Years later, I found myself in a similar situation: trying to erect an unfamiliar one-person tent in a blowing wind on the bank of the Rio Grande. After a long day of hauling canoes over and through a rocky river bed in Texas’ Big Bend National Park, I was ready to crawl into my tent, but first I had to put it up. The wind bedeviled me and the tent, lifting the floor and sending it flapping. Fed up, I considered finding the zipper and crawling inside, the hell with it. The guide, Burt, probably hearing a few of my choice words, came over and gave me a hint: “John, peg the floor before putting in the poles.” Burt could have said more, but didn’t. Well, the tip was good and I got to sleep in the tent. I suppose I could say, “I did this myself.”
While Gordon was adamant about offering no clues, Burt was less so, “Thank the Lord!” That suggests different levels of maieutic leadership, and that’s what’s needed when the leader is part of a group’s problem solving. Nathan C. Funk elaborates. “(D)ialogue is at the core of a mutual learning process and there is no assumption that the person speaking is necessarily wiser than those who are being engaged."
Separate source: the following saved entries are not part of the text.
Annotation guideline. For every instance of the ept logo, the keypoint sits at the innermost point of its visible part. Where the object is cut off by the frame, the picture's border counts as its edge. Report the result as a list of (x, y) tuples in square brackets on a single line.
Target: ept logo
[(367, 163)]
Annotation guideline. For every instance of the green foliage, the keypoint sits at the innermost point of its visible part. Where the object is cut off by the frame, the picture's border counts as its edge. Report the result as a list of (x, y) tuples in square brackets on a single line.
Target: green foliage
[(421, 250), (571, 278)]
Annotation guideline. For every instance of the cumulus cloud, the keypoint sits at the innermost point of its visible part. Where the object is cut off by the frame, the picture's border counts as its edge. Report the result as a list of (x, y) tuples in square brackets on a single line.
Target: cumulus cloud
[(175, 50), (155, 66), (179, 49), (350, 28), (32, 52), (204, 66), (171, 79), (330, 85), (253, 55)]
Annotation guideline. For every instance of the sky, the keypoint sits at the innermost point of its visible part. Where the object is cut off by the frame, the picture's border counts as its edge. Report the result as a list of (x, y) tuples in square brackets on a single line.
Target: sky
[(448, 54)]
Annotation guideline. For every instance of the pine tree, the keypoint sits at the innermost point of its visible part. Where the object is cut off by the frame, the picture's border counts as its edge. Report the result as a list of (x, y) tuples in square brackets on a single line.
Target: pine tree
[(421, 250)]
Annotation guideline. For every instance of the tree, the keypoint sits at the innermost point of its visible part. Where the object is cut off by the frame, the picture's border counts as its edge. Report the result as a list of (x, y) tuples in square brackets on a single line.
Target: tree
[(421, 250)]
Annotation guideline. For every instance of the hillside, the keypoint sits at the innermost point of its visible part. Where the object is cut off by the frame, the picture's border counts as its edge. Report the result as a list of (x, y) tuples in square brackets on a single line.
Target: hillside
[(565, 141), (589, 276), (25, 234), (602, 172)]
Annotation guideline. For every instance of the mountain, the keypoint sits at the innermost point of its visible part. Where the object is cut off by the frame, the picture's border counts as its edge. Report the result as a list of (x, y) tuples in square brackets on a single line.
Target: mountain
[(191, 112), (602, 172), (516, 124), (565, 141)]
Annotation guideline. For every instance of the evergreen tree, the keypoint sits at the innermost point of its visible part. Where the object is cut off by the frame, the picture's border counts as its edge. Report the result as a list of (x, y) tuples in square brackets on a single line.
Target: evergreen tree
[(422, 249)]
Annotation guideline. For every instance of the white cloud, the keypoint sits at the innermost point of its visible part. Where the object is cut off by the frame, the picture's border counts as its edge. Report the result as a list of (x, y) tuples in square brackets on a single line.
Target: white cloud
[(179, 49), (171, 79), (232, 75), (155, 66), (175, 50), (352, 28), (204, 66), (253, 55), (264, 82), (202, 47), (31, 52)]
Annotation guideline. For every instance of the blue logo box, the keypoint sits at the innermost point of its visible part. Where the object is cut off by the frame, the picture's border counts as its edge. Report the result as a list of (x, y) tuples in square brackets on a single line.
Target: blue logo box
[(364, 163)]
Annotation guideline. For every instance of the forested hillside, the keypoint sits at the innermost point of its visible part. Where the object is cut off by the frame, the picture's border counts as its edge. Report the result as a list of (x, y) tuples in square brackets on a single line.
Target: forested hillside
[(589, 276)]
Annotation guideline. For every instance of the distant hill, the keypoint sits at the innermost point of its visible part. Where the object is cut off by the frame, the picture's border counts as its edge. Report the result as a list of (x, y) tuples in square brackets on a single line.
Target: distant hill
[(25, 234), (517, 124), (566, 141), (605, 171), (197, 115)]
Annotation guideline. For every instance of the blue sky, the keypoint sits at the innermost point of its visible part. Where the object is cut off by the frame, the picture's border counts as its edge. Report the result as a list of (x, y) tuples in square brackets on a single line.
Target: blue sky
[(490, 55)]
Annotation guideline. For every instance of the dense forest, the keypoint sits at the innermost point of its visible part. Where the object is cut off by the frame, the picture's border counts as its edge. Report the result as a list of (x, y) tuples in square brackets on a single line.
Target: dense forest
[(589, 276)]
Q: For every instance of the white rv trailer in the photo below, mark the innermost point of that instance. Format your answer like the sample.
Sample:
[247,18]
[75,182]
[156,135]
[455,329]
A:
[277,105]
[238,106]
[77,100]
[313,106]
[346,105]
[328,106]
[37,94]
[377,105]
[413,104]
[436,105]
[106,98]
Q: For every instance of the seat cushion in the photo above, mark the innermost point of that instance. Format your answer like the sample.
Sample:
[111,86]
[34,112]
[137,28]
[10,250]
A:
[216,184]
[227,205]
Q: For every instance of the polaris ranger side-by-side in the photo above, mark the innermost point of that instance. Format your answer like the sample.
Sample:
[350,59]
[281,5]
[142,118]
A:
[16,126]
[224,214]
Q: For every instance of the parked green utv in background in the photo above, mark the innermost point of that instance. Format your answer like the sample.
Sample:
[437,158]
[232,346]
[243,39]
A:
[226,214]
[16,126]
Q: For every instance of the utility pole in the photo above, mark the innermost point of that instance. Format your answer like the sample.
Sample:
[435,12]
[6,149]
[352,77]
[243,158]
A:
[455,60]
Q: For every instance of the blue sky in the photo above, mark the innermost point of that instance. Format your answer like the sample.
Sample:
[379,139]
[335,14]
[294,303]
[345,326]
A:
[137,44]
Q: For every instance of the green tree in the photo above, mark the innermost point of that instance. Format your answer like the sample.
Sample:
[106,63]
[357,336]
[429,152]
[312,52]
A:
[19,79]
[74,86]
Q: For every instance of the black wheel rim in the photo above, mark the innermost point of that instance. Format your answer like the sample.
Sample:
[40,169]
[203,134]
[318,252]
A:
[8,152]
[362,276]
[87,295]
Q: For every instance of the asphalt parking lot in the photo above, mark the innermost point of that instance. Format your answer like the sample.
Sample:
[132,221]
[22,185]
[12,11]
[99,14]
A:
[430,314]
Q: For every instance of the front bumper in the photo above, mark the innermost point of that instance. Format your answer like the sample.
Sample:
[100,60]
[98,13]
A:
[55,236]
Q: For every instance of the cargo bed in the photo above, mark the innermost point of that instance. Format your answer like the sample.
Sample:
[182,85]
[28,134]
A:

The notion that one’s co-workers may be as wise as the leader is hard for some leaders to accept. Yet that is what has to happen for the group’s wisdom ever to see daylight. While we may say a group is empowered, it has to know what that means; there are many levels of empowerment, some only a few degrees shy of a dis-empowered state.
Other turn offs for losing the maieutic mojo:
1. As implied above, hedge on empowerment, implicitly not trusting the group to achieve its goals.
2. As a supervisory member, tell the group, as often as necessary, why it’s ideas won’t work.
3. Take charge; you know nothing is going to happen unless YOU do it!
4. Withhold information, not because you want the group to find out what it can do on its own, but because, well, just because.
5. As leader, declare your “solution” before the group’s members have puzzled their way through the options.
6. Finally, tell the group, when at the peak of its frustration, to "work smarter, not harder".

*An abbreviation of a quote from a handout I use in my Coaching workshop. The source is Lao-Tzu’s The Book of the Way, circa 500BC.